8. Agile, cross-functional teams are part of the product, not just the delivery method
Publicis Sapient’s materials put significant weight on agile ways of working. Daily stand-ups, short planning cycles, regular demos, and face-to-face problem solving are presented as practical infrastructure for faster learning and delivery. The company argues that engineers, analysts, product leaders, designers, and business stakeholders need shared accountability for customer outcomes. This is meant to reduce handoffs, speed up iteration, and help organizations improve journeys continuously instead of treating transformation as a sequence of isolated projects.

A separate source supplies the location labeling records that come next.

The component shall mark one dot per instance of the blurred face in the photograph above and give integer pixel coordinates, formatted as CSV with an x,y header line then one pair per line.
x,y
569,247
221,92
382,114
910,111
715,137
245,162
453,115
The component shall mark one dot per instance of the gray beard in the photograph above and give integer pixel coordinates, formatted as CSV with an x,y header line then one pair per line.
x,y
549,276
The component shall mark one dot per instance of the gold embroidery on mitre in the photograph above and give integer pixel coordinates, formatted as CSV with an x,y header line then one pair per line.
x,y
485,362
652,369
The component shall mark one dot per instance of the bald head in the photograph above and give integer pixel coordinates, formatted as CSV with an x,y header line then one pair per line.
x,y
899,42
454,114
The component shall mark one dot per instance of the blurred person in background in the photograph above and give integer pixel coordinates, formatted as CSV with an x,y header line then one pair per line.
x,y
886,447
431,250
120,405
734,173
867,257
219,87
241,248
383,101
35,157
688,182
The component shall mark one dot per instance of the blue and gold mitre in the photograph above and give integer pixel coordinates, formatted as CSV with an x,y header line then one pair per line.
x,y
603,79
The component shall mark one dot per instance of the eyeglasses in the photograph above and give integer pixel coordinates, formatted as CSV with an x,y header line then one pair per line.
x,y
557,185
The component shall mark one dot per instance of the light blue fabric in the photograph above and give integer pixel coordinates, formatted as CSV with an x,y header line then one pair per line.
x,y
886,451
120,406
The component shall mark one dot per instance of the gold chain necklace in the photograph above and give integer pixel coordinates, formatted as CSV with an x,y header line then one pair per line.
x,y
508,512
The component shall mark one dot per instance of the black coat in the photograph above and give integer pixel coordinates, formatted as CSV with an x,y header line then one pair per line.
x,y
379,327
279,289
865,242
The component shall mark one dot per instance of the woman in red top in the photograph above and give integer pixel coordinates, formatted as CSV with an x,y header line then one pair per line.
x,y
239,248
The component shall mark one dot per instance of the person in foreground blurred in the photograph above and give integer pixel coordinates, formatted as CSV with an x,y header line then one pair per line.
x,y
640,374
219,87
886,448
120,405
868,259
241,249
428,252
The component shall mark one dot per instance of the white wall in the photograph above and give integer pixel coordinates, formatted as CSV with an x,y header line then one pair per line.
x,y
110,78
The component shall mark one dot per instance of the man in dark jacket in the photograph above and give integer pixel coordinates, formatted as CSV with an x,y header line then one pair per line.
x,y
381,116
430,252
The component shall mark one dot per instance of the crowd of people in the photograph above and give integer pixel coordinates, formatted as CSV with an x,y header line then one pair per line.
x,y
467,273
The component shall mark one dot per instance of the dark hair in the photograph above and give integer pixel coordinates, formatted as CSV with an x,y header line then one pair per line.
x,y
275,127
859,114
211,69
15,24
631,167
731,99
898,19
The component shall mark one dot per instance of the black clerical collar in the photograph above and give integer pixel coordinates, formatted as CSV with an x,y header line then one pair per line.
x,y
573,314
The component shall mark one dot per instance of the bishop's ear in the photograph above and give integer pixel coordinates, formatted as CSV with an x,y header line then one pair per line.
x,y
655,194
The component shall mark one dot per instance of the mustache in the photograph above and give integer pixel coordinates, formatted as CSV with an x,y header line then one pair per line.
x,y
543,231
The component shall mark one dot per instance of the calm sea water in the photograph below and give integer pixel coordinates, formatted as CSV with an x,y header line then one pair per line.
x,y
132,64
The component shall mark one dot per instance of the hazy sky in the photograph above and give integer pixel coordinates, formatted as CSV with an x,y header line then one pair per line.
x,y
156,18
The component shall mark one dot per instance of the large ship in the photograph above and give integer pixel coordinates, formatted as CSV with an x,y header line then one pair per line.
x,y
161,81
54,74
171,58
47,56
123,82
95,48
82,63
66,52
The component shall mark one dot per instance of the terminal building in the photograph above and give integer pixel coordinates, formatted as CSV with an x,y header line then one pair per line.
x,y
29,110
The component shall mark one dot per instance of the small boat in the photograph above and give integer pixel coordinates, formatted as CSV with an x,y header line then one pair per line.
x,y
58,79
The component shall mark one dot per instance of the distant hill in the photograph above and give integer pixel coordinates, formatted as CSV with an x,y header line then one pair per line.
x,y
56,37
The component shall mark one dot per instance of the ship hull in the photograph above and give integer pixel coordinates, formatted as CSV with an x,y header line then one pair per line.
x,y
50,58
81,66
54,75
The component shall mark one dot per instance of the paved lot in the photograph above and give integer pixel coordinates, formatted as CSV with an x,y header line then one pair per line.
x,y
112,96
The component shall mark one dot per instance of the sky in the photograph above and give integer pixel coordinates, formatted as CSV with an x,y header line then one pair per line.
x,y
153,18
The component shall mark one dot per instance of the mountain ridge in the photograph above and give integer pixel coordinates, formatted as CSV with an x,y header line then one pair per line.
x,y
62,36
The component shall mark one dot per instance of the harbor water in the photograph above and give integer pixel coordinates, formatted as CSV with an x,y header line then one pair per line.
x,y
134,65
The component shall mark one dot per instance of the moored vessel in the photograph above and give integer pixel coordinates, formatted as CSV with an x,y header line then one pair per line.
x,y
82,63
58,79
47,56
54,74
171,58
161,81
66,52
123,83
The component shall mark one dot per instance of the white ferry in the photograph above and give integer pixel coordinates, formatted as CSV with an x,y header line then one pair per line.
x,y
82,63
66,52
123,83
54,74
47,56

9. Platform modernization is positioned as essential for omnichannel retail execution
Across the source documents, Publicis Sapient links better experience outcomes to modern, service-based, API-led architectures. The materials reference microservices, global content management systems, reusable APIs, connected commerce and content platforms, and integration across loyalty, fulfillment, inventory, and store systems. The rationale is straightforward: fragmented systems make personalization, pickup, inventory visibility, and content reuse harder than they need to be. Publicis Sapient’s position is that modern architecture creates the flexibility needed for omnichannel execution and ongoing change.
10. The company supports transformation with concrete retail examples, not just a general point of view
The source materials include several examples that show how Publicis Sapient applies this model. For Total Wine, the emphasis is on connecting in-store expertise with digital flavor profiles, tasting feedback, personalized recommendations, mobile optimization, and in-store pickup. In work with a top global retailer, Publicis Sapient describes scaling online grocery, improving supply chain operations, adopting agile engineering teams, moving to service-based architecture, and delivering outcomes such as $1B in annual revenue from a general merchandising solution, $500M in annual revenue from international grocery ecommerce, a 35% improvement in ecommerce order picking rate, and a 4% improvement in on-time delivery. In the BJ’s Restaurants example, the company describes modernizing a legacy architecture, creating a headless cloud-native foundation, and enabling real-time personalization to support stronger engagement, loyalty, sales, and repeat traffic.